My father told me that if I needed money he could help out. I replied that I didn't need the money but I desperately needed his time. My parents gift of time then and now is far more valuable than any gift of cash.

I went back and forth with my emotions. You want to remember. You want to forget. When I remembered, I felt pain and hurt. Then to shut off the pain I tried to forget which made me feel guilty.

One of the mistakes I made - before and after my wife died - was not letting people help me. Other than my immediate family, I felt as the patriarch of my family that people were trying to take my children away just when they needed me the most. I felt that the children, my home and this crisis were my burdens alone to shoulder. I now know that this attitude denied my friends and neighbors an opportunity to grieve in their own way. I feel bad. That was never my intention.

I stated earlier that my emotions were secondary - only the kids were important. I repressed my grief to be strong for the children. In doing so, I made myself sick physically. I managed to come to the conclusion quickly that I had to get over this and make some changes. If my wife were still here, she would be upset that I had let my feelings depress me to the extent of illness. I have now come to peace with my loss.
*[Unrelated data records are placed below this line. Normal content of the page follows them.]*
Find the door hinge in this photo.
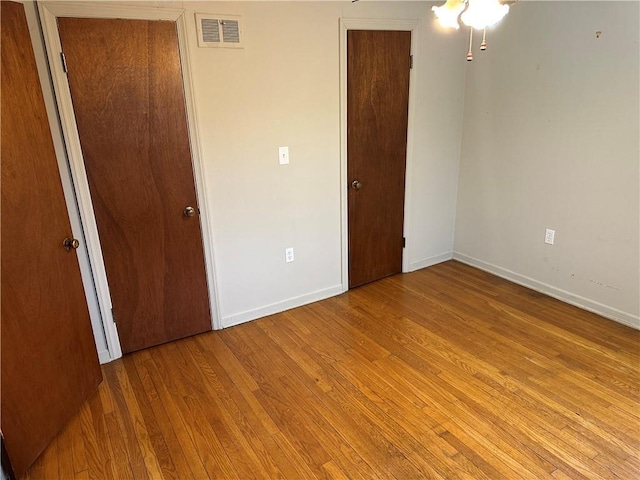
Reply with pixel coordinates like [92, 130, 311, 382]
[60, 52, 68, 73]
[403, 237, 406, 248]
[111, 309, 116, 324]
[409, 55, 413, 70]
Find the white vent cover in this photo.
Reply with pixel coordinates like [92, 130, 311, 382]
[195, 14, 243, 49]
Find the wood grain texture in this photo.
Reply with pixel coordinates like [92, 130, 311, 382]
[1, 2, 102, 476]
[57, 18, 211, 353]
[23, 262, 640, 479]
[347, 30, 411, 288]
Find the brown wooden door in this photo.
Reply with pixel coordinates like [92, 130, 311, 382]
[57, 18, 211, 353]
[1, 2, 102, 476]
[347, 30, 411, 288]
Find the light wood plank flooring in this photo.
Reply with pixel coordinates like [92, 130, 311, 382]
[24, 261, 640, 479]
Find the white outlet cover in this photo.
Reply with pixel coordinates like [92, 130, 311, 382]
[285, 247, 294, 262]
[545, 229, 555, 245]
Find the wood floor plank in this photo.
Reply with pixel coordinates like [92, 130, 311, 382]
[136, 355, 208, 479]
[320, 367, 462, 479]
[102, 412, 135, 480]
[195, 335, 280, 436]
[271, 433, 320, 480]
[179, 337, 281, 479]
[182, 393, 241, 479]
[256, 318, 387, 480]
[22, 261, 639, 480]
[103, 363, 152, 480]
[225, 320, 371, 478]
[114, 361, 165, 480]
[88, 404, 118, 480]
[198, 331, 260, 392]
[430, 386, 560, 477]
[122, 355, 182, 480]
[68, 409, 88, 476]
[321, 460, 349, 480]
[79, 395, 111, 480]
[221, 330, 336, 478]
[55, 427, 74, 480]
[154, 345, 240, 480]
[192, 334, 331, 478]
[239, 332, 376, 479]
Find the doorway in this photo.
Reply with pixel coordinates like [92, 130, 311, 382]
[39, 4, 220, 358]
[343, 26, 414, 289]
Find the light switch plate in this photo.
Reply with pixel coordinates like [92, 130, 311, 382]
[279, 146, 289, 165]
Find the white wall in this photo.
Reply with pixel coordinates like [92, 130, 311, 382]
[182, 1, 466, 326]
[454, 1, 640, 327]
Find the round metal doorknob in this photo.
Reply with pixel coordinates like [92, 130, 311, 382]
[351, 180, 362, 190]
[183, 206, 196, 217]
[63, 237, 80, 251]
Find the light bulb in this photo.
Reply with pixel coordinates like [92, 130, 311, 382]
[432, 0, 466, 30]
[460, 0, 509, 30]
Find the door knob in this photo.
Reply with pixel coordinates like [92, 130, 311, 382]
[183, 206, 196, 217]
[351, 180, 362, 190]
[63, 237, 80, 251]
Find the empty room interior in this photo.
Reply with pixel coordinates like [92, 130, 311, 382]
[2, 0, 639, 479]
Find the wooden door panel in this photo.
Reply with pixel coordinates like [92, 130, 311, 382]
[57, 18, 211, 353]
[347, 30, 411, 288]
[1, 2, 102, 476]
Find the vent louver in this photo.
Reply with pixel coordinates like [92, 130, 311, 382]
[195, 14, 243, 49]
[200, 18, 220, 43]
[221, 20, 240, 44]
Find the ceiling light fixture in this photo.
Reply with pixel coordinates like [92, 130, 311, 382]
[432, 0, 512, 61]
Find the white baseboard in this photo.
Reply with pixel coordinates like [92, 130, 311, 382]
[98, 349, 112, 365]
[453, 252, 640, 330]
[222, 284, 344, 329]
[408, 251, 453, 272]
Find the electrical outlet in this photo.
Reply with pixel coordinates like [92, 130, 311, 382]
[545, 229, 555, 245]
[279, 146, 289, 165]
[285, 247, 294, 263]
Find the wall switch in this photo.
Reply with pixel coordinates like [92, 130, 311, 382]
[285, 247, 294, 263]
[545, 228, 555, 245]
[278, 146, 289, 165]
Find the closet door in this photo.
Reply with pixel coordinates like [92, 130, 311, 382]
[57, 18, 212, 353]
[347, 30, 411, 288]
[1, 2, 102, 476]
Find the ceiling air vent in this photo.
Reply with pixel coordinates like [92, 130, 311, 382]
[195, 14, 243, 49]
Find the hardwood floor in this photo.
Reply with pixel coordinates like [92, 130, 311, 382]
[23, 261, 639, 479]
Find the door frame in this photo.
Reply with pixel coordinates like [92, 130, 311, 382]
[339, 18, 419, 291]
[38, 2, 222, 362]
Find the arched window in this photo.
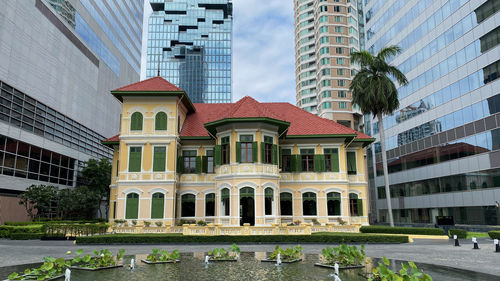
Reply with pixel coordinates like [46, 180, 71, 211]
[221, 188, 230, 216]
[125, 193, 139, 219]
[205, 193, 215, 217]
[280, 192, 293, 216]
[130, 112, 143, 131]
[264, 188, 274, 215]
[155, 112, 168, 131]
[181, 194, 196, 217]
[302, 192, 317, 216]
[327, 192, 341, 216]
[349, 193, 363, 216]
[151, 192, 165, 219]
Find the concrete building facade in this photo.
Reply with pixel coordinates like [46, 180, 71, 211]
[294, 0, 364, 130]
[364, 0, 500, 225]
[0, 0, 143, 223]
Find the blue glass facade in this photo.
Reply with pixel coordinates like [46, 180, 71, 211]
[365, 0, 500, 225]
[146, 0, 232, 103]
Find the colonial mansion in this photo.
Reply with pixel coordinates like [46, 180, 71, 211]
[104, 77, 374, 227]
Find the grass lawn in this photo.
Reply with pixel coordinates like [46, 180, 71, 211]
[466, 232, 489, 239]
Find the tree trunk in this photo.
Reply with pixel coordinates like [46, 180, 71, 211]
[377, 112, 394, 227]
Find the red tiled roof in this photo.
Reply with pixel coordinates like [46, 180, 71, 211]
[112, 76, 183, 92]
[104, 96, 373, 142]
[180, 96, 372, 139]
[103, 134, 120, 143]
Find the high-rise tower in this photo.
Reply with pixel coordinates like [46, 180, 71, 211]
[294, 0, 363, 130]
[365, 0, 500, 225]
[146, 0, 233, 103]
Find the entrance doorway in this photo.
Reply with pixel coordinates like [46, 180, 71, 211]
[240, 187, 255, 226]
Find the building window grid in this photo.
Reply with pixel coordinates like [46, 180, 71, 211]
[0, 81, 112, 160]
[0, 135, 75, 186]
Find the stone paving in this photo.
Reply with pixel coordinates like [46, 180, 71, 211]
[0, 238, 499, 276]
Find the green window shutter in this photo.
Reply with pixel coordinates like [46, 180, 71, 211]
[235, 142, 241, 162]
[331, 151, 339, 172]
[314, 155, 320, 172]
[272, 144, 278, 164]
[202, 156, 208, 173]
[177, 156, 183, 173]
[151, 193, 164, 219]
[214, 145, 222, 165]
[130, 112, 143, 131]
[252, 142, 258, 163]
[357, 199, 363, 216]
[290, 154, 296, 172]
[279, 148, 283, 168]
[128, 147, 141, 172]
[155, 112, 167, 130]
[295, 155, 302, 172]
[317, 154, 325, 172]
[195, 156, 201, 173]
[261, 142, 266, 163]
[125, 194, 139, 219]
[347, 152, 357, 174]
[153, 147, 166, 172]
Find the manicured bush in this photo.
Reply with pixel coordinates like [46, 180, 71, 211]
[76, 233, 409, 244]
[4, 219, 106, 226]
[44, 223, 109, 237]
[360, 226, 444, 235]
[10, 233, 44, 240]
[0, 225, 44, 238]
[488, 231, 500, 239]
[448, 229, 467, 239]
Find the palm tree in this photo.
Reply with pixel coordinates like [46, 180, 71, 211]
[350, 46, 408, 227]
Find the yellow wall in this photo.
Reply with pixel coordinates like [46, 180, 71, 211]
[108, 96, 371, 226]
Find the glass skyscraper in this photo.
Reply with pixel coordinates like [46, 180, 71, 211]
[364, 0, 500, 225]
[146, 0, 233, 103]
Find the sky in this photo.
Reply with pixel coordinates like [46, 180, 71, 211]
[141, 0, 296, 104]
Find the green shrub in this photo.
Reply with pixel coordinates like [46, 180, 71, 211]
[44, 223, 109, 237]
[448, 229, 467, 239]
[360, 226, 444, 235]
[4, 219, 106, 226]
[76, 233, 409, 244]
[488, 231, 500, 239]
[10, 233, 44, 240]
[0, 225, 44, 238]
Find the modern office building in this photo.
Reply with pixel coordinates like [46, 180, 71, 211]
[145, 0, 232, 103]
[294, 0, 364, 130]
[364, 0, 500, 225]
[0, 0, 143, 223]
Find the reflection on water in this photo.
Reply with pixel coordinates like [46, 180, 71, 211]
[0, 252, 498, 281]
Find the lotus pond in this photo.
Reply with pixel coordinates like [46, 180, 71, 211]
[0, 252, 497, 281]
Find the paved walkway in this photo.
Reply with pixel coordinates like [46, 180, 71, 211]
[0, 238, 499, 276]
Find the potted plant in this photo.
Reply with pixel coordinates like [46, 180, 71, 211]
[70, 249, 125, 271]
[142, 249, 180, 264]
[262, 245, 303, 263]
[114, 219, 126, 227]
[143, 221, 151, 227]
[155, 221, 163, 227]
[315, 244, 366, 269]
[130, 220, 137, 227]
[207, 243, 240, 261]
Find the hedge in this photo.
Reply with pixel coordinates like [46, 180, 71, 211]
[488, 231, 500, 239]
[0, 225, 44, 238]
[10, 233, 44, 240]
[448, 229, 467, 239]
[44, 223, 109, 237]
[360, 226, 445, 236]
[76, 233, 409, 244]
[4, 219, 106, 226]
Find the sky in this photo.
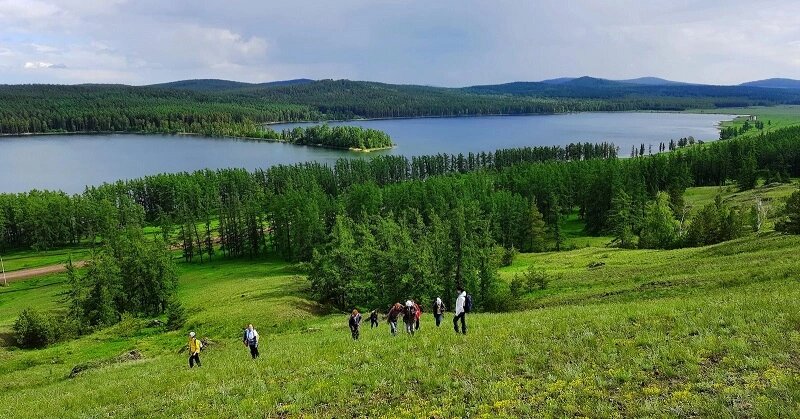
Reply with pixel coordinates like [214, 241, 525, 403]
[1, 0, 799, 86]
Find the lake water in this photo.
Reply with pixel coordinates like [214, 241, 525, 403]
[0, 112, 731, 193]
 With regard to "WHY" - my brother is a registered nurse. In one of his classes, the instructor on the first day had the students take out a sheet of paper and write the word "WHY" on it. He instructed them to wad it up and throw it away. The point being there is no rhyme or reason to sudden death or illness of the innocent. To look for answers only torments the soul.

With regard to solace from Christian faith in grief situations, I must make this comment. To try to console a six-year-old boy on the death of his mother by suggesting she is in heaven is a pretty abstract concept. When you are six years old, believing in something you have never seen before doesn't make it any easier to accept the loss.

Religion may offer help for adults but requires delicate handling with young children. Please know our family is a Christian one.

Dear reader,

I appreciated your letter and its insights - especially as a father describing your grieving experience and the things you learned about yourself and community reaction. Your willingness to share your grief process may help other men understand the importance of personal grieving and reaching out to mourn with others. The counsel you give about how a parent can become too involved with their childrens' grief and not grieve oneself is valuable advice.

We all benefit from knowing more about the feelings of those who have lost loved ones and how best to support and comfort them. Thank you.